The Nuances of Performance: Quantization and “Thinking Models”

Not all models are created equal, even if they have the same parameter count. Two key factors influenced performance in our tests:

  • Quantization: You’ll notice suffixes like Q4_K_M or Q3_K_XL in the model IDs. These refer to the quantization level—a process that shrinks the model by reducing the precision of its weights. While this makes the model faster and smaller, aggressive quantization (a lower number) can sometimes degrade the quality of its responses. The excellent performance of models with Q3 and Q4 quantization shows a healthy balance of size and intelligence.

  • “Thinking Models” (Instruction Fine-Tuning): Several of our top performers, like the Qwen models, have undergone special fine-tuning (e.g., “User-Centric Densification”) to make them better at following complex user instructions. This focus on being a “thinking model” that deeply understands user intent likely contributed to their superior performance. A big shoutout to the Qwen team at Alibaba for their original work and to teams like Unsloth for their incredible optimization and helpful guides.

Performance Rankings: The Speed Kings

Here are the final, validated performance results.

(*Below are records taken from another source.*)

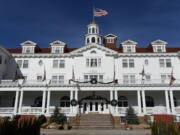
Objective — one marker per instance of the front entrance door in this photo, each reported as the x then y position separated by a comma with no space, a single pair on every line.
94,106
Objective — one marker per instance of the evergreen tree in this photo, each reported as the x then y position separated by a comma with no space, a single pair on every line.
131,117
58,117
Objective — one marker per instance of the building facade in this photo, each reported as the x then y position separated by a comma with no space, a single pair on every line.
99,77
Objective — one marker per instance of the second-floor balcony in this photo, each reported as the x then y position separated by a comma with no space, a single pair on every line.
105,82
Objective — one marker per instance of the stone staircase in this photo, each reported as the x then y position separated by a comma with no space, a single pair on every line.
94,121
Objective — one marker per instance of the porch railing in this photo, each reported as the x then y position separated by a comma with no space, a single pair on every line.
6,110
65,110
156,110
66,82
31,110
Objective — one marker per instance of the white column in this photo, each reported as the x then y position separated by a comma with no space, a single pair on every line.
48,101
71,97
172,102
21,100
139,101
43,102
144,101
116,98
76,98
167,101
111,97
16,102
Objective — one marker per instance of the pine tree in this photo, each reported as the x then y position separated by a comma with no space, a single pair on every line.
58,117
131,117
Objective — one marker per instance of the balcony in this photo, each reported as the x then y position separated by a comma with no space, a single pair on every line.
105,82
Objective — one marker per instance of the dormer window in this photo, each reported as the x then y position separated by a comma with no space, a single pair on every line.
159,46
57,50
110,40
28,47
57,47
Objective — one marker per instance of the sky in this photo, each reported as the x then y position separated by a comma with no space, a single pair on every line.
44,21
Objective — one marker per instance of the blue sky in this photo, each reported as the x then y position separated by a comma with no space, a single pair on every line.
44,21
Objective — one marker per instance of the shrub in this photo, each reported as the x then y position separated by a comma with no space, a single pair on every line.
58,117
131,117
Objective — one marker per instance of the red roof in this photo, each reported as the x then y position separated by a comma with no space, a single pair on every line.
120,50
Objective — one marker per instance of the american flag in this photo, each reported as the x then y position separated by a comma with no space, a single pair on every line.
143,72
100,12
15,77
172,79
114,77
44,78
73,76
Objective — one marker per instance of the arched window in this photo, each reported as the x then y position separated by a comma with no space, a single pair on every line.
38,101
87,40
122,101
93,30
65,101
149,101
98,41
93,39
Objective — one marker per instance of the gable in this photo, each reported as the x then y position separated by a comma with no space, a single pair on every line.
96,46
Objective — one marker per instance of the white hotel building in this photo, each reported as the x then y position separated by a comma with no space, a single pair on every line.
99,58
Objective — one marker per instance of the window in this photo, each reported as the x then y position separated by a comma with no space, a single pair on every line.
19,63
132,79
62,64
57,49
129,49
165,63
129,79
148,77
146,62
99,62
122,101
28,49
128,63
149,101
89,77
125,79
87,40
58,79
100,78
55,63
124,63
65,101
93,62
93,40
25,64
87,62
39,78
110,40
131,63
168,62
159,48
165,78
59,63
93,30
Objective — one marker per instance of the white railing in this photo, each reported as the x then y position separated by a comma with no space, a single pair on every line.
67,82
177,109
65,110
156,110
6,110
122,110
31,110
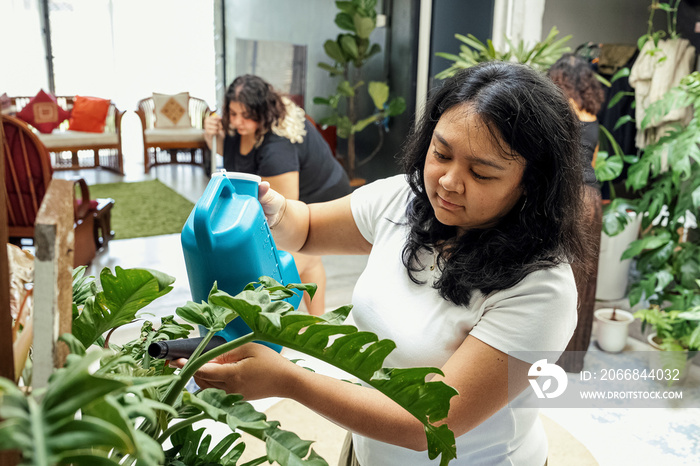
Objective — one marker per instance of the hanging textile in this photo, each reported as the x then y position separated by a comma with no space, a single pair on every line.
652,78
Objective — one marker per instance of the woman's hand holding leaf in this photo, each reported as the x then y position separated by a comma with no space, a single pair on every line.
252,370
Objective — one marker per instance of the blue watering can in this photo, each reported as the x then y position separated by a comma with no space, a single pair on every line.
226,239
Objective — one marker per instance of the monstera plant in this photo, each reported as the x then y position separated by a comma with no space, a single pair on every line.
115,405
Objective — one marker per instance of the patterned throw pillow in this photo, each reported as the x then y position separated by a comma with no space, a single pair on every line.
89,114
43,112
171,110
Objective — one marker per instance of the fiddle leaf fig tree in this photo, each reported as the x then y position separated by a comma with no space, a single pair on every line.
349,52
539,56
116,405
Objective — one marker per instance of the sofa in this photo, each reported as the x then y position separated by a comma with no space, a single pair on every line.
71,149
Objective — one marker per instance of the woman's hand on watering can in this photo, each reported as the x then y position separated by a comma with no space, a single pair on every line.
213,125
252,370
273,203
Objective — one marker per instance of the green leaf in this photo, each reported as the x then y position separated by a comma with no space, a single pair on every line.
621,73
346,89
49,432
362,124
359,353
608,168
343,127
333,50
623,120
349,46
379,92
122,296
363,26
334,71
287,448
226,408
345,21
616,216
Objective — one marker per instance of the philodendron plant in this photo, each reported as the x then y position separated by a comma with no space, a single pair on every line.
115,405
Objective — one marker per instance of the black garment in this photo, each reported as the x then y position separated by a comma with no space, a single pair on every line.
321,177
589,141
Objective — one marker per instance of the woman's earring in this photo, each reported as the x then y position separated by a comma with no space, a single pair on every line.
522,207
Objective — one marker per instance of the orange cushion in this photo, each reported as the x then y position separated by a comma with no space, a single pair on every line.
43,112
89,114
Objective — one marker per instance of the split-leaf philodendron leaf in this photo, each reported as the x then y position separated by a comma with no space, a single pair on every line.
358,353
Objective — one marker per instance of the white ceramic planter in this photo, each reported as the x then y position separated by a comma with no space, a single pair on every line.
612,334
613,273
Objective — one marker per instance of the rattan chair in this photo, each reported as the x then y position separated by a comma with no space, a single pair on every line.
174,145
28,174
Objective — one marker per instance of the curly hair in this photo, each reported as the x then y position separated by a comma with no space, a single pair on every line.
576,78
262,102
526,112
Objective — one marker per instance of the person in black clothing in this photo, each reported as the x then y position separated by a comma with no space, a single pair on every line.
263,132
576,78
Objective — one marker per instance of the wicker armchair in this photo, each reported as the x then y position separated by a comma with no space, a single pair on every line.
28,173
70,150
174,145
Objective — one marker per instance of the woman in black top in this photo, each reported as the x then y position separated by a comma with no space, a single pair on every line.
576,78
268,135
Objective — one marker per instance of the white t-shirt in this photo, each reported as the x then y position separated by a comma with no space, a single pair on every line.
537,314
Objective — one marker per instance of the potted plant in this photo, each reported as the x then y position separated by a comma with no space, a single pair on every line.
620,221
539,56
349,52
668,251
621,216
115,404
613,328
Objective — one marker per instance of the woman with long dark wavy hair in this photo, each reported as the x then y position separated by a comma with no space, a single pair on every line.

Time To First Token (TTFT) (Lower is Better)

Rank Model Name TTFT (ms)
1 Hermes-3-Llama-3.2-3B 105.1
2 Qwen3-1.7B-UD 105.7
3 Qwen2.5-0.5B 112.3
4 LLaVA-Phi-3-mini 113.2
5 Qwen3-4B-UD 113.7

Hermes-3 delivered the fastest response time, making it feel the most immediately responsive.

Inference Speed (tokens/sec) (Higher is Better)

Rank Model Name Tokens/sec
1 Gemma-3-4B-Instruct 55.8
2 Qwen2.5-0.5B 54.0
3 Qwen3-4B-UD 52.8
4 Phi-4-mini-instruct 51.8
5 Qwen3-1.7B-UD 46.4

Gemma-3-4B-Instruct takes the crown for the fastest overall generation speed. (Note: The tokens/sec metric for Hermes-3 failed to parse in our final run, but its top TTFT score confirms it is a high-performance model).

Qualitative Analysis: A Deeper Look at Model Intelligence

Speed is meaningless without intelligence. A temperature of 0.7 allowed the models some creative freedom, which revealed significant differences in their ability to understand and replicate nuance.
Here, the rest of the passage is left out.